Health Minister Joe Phaahla’s recent announcement that adolescents aged 12 to 17 can visit government and private vaccination sites without their parents’ consent has sparked at least one threat of court action.
Premier Alan Winde said so far the Province’s legal team had not received anything to do with such a case.
As to whether the Province would be ready for a case if one came, Winde said: “We have a legal team and should a case come we will have to look at it and decide accordingly. Thus far we have not heard anything, at least not that I am aware of.”
Winde was speaking at the provincial update on the health platform and vaccination programme.
Elsewhere, UCT Children’s Institute child rights expert Lucy Jamieson said: “The law tries to balance giving children autonomy and protecting them from burdensome decisions by requiring parents, caregivers or other adults to support them.
“Even though adolescents can choose for themselves, it is important for parents and caregivers to listen to their children and discuss the risks and benefits,” Jamieson said.

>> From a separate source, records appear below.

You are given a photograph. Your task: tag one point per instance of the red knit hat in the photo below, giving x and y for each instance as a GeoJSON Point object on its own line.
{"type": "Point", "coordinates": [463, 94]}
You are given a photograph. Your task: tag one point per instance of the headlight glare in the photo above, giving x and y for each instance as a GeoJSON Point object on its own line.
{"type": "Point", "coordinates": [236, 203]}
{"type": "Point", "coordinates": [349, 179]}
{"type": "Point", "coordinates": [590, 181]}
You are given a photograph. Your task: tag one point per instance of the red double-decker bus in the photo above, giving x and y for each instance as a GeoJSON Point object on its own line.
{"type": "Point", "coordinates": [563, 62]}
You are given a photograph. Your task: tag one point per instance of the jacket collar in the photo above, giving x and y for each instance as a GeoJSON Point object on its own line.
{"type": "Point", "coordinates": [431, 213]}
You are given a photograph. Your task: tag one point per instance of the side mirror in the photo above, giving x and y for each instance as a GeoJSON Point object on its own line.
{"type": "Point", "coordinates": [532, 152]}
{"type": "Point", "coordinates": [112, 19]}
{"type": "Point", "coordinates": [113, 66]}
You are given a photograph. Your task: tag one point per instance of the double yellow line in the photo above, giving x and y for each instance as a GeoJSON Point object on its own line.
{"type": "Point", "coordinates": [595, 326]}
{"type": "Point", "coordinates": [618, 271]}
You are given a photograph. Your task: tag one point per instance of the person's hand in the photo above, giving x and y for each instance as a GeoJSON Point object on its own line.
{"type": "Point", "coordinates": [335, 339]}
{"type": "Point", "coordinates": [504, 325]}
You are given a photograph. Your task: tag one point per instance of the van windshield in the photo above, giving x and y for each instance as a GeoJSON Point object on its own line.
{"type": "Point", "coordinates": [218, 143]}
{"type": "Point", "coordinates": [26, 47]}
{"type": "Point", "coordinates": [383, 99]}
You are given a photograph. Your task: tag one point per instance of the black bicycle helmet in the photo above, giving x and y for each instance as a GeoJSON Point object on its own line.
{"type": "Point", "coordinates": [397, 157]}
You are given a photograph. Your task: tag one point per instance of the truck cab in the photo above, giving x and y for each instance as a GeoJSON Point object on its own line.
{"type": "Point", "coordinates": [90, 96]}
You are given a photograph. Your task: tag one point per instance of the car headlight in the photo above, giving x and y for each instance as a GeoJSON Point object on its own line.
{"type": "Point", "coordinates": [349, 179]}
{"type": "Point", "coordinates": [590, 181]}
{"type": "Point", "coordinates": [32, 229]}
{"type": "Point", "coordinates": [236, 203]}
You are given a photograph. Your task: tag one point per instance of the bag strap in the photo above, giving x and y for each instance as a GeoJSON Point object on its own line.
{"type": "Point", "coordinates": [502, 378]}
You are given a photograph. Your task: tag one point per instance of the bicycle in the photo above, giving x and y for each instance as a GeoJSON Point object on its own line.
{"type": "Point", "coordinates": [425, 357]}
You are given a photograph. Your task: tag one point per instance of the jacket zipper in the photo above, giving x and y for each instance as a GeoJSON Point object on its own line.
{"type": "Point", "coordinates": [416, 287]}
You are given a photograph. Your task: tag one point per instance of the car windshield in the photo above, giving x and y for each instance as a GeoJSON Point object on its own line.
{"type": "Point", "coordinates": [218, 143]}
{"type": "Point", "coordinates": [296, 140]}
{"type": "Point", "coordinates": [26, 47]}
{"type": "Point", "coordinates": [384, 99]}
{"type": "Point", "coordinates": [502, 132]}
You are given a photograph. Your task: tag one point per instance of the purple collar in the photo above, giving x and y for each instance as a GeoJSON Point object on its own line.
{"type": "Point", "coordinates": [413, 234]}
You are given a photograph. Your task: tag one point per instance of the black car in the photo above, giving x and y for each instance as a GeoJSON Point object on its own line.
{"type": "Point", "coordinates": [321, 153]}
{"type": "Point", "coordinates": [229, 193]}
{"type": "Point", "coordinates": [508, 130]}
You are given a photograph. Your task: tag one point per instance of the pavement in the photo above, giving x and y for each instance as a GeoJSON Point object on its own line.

Nationally it is estimated that cohort will add another 6 million eligible people to the vaccination pool and as from Wednesday this week, members of the age group started visiting vaccination centres across the country for their jabs.
The Western Cape was no exception.
Head of Health Dr Keith Cloete said members of the cohort had started arriving at sites across the province “mainly with parental consent, to be vaccinated, signed by their parents who are bringing them.”
“The 12 to 17-year-olds system is open and people have registered on EVDS. By Wednesday, we had seen 10 589 registrations from this cohort.
“The age group makes up 667 000 of the Western Cape population and can access service at any vaccination site,” said Dr Cloete.
He said the age group is not a priority target group and the vaccination programme would not be school-based.
With regards to infections, the Western Cape is currently seeing an average of around 127 new diagnoses, 31 new admissions and six deaths each day.
Dr Cloete said that overall, there was a 28% week-on-week decrease in cases in the Metro with almost all areas showing a decrease in case numbers, with the exception being the Eastern districts. However, he said the absolute number of cases there remains very small.
Meanwhile, in a review of the impact of the third wave compared to previous waves, the provincial Health Department’s findings showed that over a 12-week period during the third wave, people aged 50 years and older accounted for 30% of cases, 60% of hospital admissions and 83% of deaths.